Randy Smith and Jones occupied the city manager’s office in those formative years and proudly watched the entire Salem community embrace these NCAA experiences. Both men have since retired, but Harveycutter, now 71, remains. He has been the game manager or tournament director for each of the 99 NCAA National Championship events the city has hosted since 1993 in Division II and Division III and he will assume the same role again this weekend.
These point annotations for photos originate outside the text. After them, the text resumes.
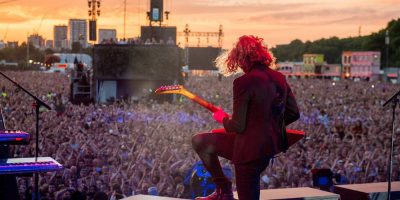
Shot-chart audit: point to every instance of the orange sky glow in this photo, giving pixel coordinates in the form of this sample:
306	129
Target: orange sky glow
277	21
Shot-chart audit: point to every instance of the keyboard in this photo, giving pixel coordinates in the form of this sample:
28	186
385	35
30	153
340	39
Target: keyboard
28	165
14	137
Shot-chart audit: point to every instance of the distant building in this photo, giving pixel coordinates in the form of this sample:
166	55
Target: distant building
78	32
12	44
49	44
290	68
107	35
331	70
392	74
36	40
361	64
313	64
61	37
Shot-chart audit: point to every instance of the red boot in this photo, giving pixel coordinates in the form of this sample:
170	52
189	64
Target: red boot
223	191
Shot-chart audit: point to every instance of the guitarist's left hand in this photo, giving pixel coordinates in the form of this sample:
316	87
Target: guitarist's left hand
219	115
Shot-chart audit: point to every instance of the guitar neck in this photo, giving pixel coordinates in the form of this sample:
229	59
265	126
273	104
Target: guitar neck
200	101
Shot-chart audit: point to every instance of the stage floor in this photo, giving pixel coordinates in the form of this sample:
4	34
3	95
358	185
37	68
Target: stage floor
297	193
147	197
289	193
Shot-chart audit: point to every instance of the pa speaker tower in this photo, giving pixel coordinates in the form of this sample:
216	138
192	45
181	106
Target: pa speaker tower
156	10
92	30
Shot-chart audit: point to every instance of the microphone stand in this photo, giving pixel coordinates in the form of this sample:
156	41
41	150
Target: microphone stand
38	103
394	100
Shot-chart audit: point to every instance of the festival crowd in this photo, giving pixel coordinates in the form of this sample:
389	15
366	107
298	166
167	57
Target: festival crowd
144	147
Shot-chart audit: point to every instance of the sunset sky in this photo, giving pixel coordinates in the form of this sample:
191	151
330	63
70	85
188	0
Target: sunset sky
277	21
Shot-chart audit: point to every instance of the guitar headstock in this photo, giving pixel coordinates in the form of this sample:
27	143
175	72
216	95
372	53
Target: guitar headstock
170	89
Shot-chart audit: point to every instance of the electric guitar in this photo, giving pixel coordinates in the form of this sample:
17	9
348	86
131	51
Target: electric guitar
292	135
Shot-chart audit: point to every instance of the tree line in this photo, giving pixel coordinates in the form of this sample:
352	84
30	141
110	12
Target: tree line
333	47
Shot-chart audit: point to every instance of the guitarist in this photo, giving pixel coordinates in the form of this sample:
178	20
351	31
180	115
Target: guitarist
263	105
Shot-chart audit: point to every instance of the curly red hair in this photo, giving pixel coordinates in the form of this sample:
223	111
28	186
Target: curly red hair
248	52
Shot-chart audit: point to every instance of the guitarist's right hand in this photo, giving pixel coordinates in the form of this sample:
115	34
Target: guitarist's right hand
219	115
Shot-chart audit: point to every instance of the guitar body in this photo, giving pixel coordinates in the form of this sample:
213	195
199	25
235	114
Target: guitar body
293	136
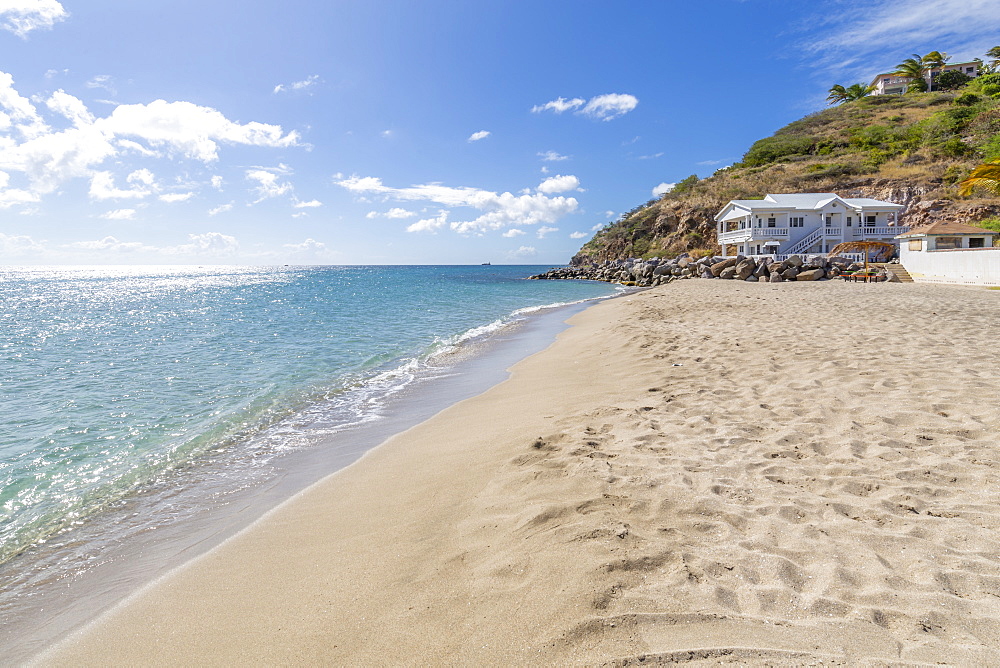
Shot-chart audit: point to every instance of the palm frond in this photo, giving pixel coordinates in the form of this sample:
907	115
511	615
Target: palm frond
985	176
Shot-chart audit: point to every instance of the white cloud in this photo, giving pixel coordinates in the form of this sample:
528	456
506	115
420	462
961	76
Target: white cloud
430	224
501	210
119	214
102	186
210	243
268	185
559	105
72	108
171	198
20	245
19	112
103	81
602	107
398	213
559	184
192	130
112	244
22	16
309	246
46	158
552	156
308	82
523	252
610	106
865	39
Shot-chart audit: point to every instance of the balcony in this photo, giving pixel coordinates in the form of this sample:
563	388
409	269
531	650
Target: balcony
753	234
883	232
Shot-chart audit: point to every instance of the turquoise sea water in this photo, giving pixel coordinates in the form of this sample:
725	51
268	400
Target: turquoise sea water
114	378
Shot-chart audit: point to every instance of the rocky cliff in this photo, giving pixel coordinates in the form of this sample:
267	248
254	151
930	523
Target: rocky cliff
911	150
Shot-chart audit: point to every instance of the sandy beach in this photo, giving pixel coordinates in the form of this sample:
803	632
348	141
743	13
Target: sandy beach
705	472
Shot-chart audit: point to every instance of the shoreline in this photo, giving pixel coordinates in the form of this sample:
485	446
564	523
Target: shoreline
774	482
159	544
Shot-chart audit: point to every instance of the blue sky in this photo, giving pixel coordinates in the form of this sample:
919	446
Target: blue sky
392	132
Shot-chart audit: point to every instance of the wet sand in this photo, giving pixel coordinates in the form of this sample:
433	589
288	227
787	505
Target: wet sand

Salem’s partner through 80 of the D-III Championships has been the Old Dominion Athletic Conference. That relationship will continue this weekend at Roanoke College’s Kerr Stadium as both the men’s and women’s soccer titles are decided Thursday through Sunday. They will mark championships 100 and 101.
“The ODAC has been a proud partner in this process since the start,” Brad Bankston, ODAC Commissioner said. “Our former commissioner Dan Wooldridge was instrumental in attracting the Stagg Bowl here in 1993 and getting the ball rolling. Our partnership has positively influenced the Division III championship landscape and the ODAC's national profile."
Salem and the Continental Volleyball Conference hosted men’s D-III volleyball in 2021 during COVID-19 conditions. Those games were played in a very socially distanced Salem Civic Center in front of only select fans. The city also has entertained 18 Division II championships in this 30-year stretch with partnership assistance from the West Virginia Intercollegiate Athletic Conference, now known as the Mountain East Conference.
Once the soccer champions are crowned this coming weekend, Salem will turn its focus back to football and the place where it all began - Salem Stadium. In 2020, the NCAA officially asked Salem to host the 50th annual Stagg Bowl.
“Bringing the Stagg Bowl back to Salem for the game’s golden anniversary is tremendous for all of Virginia’s Blue Ridge region,” Harveycutter said. “We had unbelievable community involvement in this game for three decades, and I believe this is our way of saying thank you to the people and the businesses who made that incredible streak possible. We cannot wait.”
In April of 2017, the NCAA decided to move the Division III National Football Championship game out of Salem and play the contest at various sites around the country. Before that move, Salem had successfully hosted the annual title tilt for two and half decades. “The Road to Salem”, which became the battle cry for every Division III school across the nation during that time, will again be evident on Friday night, December 15, as a new champion is crowned on national TV.